The risk of Comcast’s home hotspot feature

This week I got a letter from Comcast informing me of a new feature:

Your XFINITY® Wireless Gateway broadcasts an additional “xfinitywifi” network signal for use with XFINITY WiFi. This creates an extension of the XFINITY WiFi network right in your home that any XFINITY Internet subscriber can use to sign in and connect.

In other words, Comcast is turning its customers’ cable modems into WiFi hotspots that other customers can use. They provide assurances that “we anticipate minimal impact to the in-home WiFi network.” In my case, that’s probably true. I live in a condominium, and any other Comcast customers in Wi-Fi range presumably have their own equipment. Still, there is a risk. The police are sometimes dumb when investigating criminal activity that’s been connected to an IP address and assume that the holder of the address is responsible for anything that goes through. I wouldn’t want my house raided and my computer impounded if someone accessed child porn through my equipment.

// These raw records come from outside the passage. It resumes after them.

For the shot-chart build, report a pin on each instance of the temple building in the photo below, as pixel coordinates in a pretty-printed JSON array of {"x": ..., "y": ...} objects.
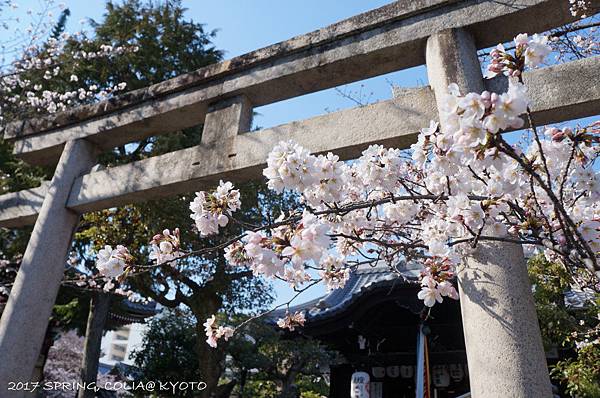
[{"x": 380, "y": 327}]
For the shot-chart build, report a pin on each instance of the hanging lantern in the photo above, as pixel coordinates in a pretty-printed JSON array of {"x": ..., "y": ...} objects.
[
  {"x": 393, "y": 371},
  {"x": 359, "y": 385}
]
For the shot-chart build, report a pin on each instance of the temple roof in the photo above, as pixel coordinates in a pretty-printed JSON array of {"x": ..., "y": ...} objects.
[{"x": 362, "y": 280}]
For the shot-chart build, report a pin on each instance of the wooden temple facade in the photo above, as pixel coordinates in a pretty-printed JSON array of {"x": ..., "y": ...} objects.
[{"x": 375, "y": 322}]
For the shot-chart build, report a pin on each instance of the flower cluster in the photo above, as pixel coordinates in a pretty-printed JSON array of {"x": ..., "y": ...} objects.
[
  {"x": 212, "y": 210},
  {"x": 529, "y": 51},
  {"x": 463, "y": 183},
  {"x": 214, "y": 332},
  {"x": 286, "y": 249},
  {"x": 113, "y": 262},
  {"x": 436, "y": 281},
  {"x": 291, "y": 321},
  {"x": 165, "y": 247},
  {"x": 335, "y": 274}
]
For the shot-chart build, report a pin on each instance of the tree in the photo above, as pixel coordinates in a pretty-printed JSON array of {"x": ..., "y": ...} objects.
[
  {"x": 64, "y": 361},
  {"x": 168, "y": 351},
  {"x": 464, "y": 184},
  {"x": 260, "y": 361},
  {"x": 270, "y": 364},
  {"x": 153, "y": 42},
  {"x": 574, "y": 331}
]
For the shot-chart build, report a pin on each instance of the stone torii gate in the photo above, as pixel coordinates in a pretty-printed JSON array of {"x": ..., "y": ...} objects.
[{"x": 504, "y": 349}]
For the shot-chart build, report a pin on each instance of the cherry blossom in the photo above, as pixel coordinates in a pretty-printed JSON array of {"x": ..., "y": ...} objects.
[
  {"x": 292, "y": 321},
  {"x": 165, "y": 247},
  {"x": 461, "y": 183},
  {"x": 214, "y": 332},
  {"x": 112, "y": 262}
]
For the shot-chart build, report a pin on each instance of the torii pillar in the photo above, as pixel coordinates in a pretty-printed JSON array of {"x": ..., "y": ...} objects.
[
  {"x": 502, "y": 336},
  {"x": 26, "y": 315}
]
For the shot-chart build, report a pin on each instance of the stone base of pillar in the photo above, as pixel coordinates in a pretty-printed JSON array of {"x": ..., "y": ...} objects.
[{"x": 502, "y": 336}]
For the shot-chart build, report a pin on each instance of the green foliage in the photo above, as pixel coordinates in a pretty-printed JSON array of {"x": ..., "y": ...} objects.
[
  {"x": 564, "y": 327},
  {"x": 168, "y": 352},
  {"x": 262, "y": 364}
]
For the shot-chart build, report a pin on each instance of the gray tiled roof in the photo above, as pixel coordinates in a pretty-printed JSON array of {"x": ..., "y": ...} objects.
[{"x": 362, "y": 280}]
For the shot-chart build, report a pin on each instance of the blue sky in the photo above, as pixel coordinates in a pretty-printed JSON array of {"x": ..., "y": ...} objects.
[{"x": 243, "y": 26}]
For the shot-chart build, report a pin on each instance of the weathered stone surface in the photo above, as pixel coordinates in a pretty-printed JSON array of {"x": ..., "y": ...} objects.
[
  {"x": 569, "y": 98},
  {"x": 21, "y": 208},
  {"x": 25, "y": 317},
  {"x": 242, "y": 158},
  {"x": 226, "y": 119},
  {"x": 390, "y": 39},
  {"x": 504, "y": 346},
  {"x": 502, "y": 338}
]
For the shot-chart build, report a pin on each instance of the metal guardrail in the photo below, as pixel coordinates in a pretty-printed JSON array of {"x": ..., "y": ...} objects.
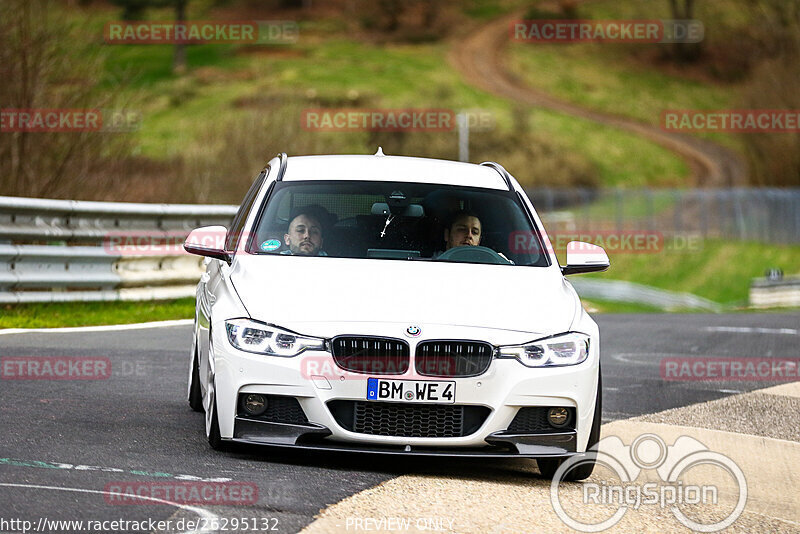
[
  {"x": 38, "y": 265},
  {"x": 621, "y": 291}
]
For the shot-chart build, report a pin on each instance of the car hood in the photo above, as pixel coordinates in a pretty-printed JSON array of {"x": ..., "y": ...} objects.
[{"x": 323, "y": 296}]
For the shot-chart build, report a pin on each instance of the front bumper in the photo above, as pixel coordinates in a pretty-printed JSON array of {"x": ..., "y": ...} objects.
[
  {"x": 312, "y": 436},
  {"x": 314, "y": 380}
]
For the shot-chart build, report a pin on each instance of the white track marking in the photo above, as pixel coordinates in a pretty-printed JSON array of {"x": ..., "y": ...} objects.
[
  {"x": 753, "y": 330},
  {"x": 104, "y": 328},
  {"x": 208, "y": 516}
]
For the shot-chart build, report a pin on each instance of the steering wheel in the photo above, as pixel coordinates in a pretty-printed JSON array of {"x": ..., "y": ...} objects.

For reasons I don’t understand, unless it’s just to make it difficult, you can’t opt out online; you have to call 855-845-6834. I did that, and the process was reasonably straightforward. One thing I didn’t like was that I was asked to give the last four digits of my Social Security Number (or my “social,” as people like to call it when they want you to feel comfortable about giving it to them). I wasn’t asked for my Comcast account number. There’s really no excuse for asking for a Social Security Number for anything that doesn’t involve a financial transaction or official government business. Give the last four digits, and the search space is reduced to 100,000 possibilities.

As a related issue, I might have occasion to use Comcast’s Xfinity hotspots, and I wonder how I’m supposed to tell a real one from a spoof. Anyone can call their hotspot “xfinitywifi” and set it up to ask for a Comcast username and password. It’s inevitable that some crooks will try it.